In this robust manual, Holmes, an online counselor and founder of the Addiction Help Agency, offers an easy and painless way to quit drinking alcohol permanently. The core of this process is a style of cognitive behavioral therapy with a focus on the incremental reduction of drinking and an increase in mindfulness—through meditation, self-assessment, and self-monitoring—to identify harmful patterns. To aid in this, the book provides numerous tools, from graphs and tables for recording habits to diagnostic tests like the Michigan Alcoholism Screening Test, the DSM-5, and others. The guide also discusses self-report surveys like the Mindful Attention Awareness Scale and the Dysfunctional Attitudes Scale.
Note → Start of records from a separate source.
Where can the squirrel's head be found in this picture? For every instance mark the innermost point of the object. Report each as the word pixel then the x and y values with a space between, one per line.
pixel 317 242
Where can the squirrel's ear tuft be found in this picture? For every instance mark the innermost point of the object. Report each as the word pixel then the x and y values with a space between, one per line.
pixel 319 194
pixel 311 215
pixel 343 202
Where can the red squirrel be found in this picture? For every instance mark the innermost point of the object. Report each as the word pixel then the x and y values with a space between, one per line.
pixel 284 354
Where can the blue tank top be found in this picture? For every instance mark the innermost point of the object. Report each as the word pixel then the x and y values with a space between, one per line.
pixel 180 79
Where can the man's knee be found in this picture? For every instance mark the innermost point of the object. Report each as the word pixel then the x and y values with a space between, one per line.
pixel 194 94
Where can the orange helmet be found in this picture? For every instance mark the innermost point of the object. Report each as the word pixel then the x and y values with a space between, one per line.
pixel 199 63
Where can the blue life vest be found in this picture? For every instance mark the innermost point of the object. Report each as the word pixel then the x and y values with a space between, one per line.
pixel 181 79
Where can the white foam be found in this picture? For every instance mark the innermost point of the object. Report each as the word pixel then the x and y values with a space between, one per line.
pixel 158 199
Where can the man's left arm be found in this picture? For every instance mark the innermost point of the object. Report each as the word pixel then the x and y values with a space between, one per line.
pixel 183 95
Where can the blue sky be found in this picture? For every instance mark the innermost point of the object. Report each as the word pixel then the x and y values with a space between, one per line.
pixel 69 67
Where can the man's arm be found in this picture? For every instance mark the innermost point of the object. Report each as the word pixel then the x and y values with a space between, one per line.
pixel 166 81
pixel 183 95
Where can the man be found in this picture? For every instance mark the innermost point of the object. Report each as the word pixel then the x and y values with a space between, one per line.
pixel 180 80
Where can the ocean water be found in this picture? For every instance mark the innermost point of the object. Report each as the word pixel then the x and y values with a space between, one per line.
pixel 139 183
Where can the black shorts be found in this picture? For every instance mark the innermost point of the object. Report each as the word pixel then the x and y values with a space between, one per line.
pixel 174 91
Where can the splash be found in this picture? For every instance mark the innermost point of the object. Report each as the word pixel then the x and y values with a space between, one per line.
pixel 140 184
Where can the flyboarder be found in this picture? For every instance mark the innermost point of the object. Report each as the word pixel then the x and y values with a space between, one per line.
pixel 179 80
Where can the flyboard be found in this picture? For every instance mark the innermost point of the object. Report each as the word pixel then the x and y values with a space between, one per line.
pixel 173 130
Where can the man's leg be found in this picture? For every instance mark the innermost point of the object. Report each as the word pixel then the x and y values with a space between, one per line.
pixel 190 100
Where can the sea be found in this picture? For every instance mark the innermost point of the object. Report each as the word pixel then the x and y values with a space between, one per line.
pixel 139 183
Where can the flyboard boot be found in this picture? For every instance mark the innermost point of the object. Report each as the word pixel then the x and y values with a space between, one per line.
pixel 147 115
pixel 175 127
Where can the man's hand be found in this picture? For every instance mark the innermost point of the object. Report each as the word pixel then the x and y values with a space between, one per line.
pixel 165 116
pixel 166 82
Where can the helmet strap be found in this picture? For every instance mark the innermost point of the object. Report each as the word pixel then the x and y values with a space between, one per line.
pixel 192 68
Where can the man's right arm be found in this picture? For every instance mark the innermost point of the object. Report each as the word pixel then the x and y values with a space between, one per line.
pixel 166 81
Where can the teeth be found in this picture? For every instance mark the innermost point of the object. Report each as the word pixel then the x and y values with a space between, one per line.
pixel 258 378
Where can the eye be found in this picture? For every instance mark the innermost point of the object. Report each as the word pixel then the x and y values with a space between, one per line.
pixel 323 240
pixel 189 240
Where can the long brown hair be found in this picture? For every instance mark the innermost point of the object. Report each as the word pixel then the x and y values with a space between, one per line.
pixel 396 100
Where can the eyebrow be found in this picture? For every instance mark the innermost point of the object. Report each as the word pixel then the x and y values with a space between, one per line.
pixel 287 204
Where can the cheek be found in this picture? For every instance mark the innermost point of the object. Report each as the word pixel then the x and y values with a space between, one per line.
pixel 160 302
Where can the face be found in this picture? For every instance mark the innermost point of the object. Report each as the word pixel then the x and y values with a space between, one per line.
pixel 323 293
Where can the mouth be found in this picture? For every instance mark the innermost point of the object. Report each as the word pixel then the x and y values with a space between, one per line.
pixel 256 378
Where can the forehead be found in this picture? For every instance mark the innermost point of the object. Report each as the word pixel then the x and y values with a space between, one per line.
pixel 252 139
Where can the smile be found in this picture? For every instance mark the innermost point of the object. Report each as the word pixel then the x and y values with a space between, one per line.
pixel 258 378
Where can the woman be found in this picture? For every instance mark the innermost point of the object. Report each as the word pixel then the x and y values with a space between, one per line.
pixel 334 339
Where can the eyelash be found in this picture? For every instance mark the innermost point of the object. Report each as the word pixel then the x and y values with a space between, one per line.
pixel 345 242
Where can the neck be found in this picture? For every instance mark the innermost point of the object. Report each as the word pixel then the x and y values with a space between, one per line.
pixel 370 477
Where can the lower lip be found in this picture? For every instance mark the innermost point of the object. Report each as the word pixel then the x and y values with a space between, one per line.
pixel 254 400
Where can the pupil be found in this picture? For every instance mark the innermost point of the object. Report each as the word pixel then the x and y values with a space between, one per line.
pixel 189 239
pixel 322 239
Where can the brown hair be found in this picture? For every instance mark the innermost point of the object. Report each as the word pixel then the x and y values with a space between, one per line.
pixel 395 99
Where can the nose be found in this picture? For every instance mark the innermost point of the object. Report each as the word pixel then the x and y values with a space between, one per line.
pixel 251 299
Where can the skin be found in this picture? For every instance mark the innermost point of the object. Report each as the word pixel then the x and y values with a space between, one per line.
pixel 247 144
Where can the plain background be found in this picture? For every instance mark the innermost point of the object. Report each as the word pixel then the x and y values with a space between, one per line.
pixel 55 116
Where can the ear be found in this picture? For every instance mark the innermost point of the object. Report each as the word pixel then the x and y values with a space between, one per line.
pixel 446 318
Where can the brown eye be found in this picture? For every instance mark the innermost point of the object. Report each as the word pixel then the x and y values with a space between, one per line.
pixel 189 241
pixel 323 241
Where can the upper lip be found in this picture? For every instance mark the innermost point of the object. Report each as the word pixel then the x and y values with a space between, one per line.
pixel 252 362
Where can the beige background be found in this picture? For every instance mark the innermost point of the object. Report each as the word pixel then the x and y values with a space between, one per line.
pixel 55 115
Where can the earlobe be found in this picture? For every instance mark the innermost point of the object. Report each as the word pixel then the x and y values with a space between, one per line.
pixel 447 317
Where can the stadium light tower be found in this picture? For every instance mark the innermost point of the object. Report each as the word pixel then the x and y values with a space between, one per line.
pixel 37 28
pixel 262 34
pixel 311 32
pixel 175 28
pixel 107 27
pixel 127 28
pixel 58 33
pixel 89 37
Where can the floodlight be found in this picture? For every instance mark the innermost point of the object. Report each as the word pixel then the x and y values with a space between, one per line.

Alongside readers in this undertaking is Moz, a high-functioning drinker and a stand-in for the author, who struggled with alcohol. Moz presents examples of the book’s process and how it succeeded for Holmes. Moz’s experiences also act as a gateway to the deeper research the manual supplies on subjects like the role alcohol plays in popular culture, its chemical composition, and its effects on sex and oft-encountered challenges like loneliness and midlife crises. The book promises “a radical alternative to the public perception…of drinking” as well as “a revolution in alcohol awareness.” In the latter case especially, the guide succeeds. The number of resources and the extensive, well-cited research may feel overwhelming, but the author’s presentation and simple breakdowns will answer most of the questions that patient readers have. The work’s use of Sherlock Holmes quotes throughout that treat alcohol addiction as a kind of mystery to be solved is clever, and the technique never distracts or overstays its welcome. The book is primarily a self-help resource, so those without at least some awareness of their problem or possible difficulty are likely not its audience. The text’s enthusiasm for its own methods can feel like a sales pitch at times but is nonetheless encouraging and infectious.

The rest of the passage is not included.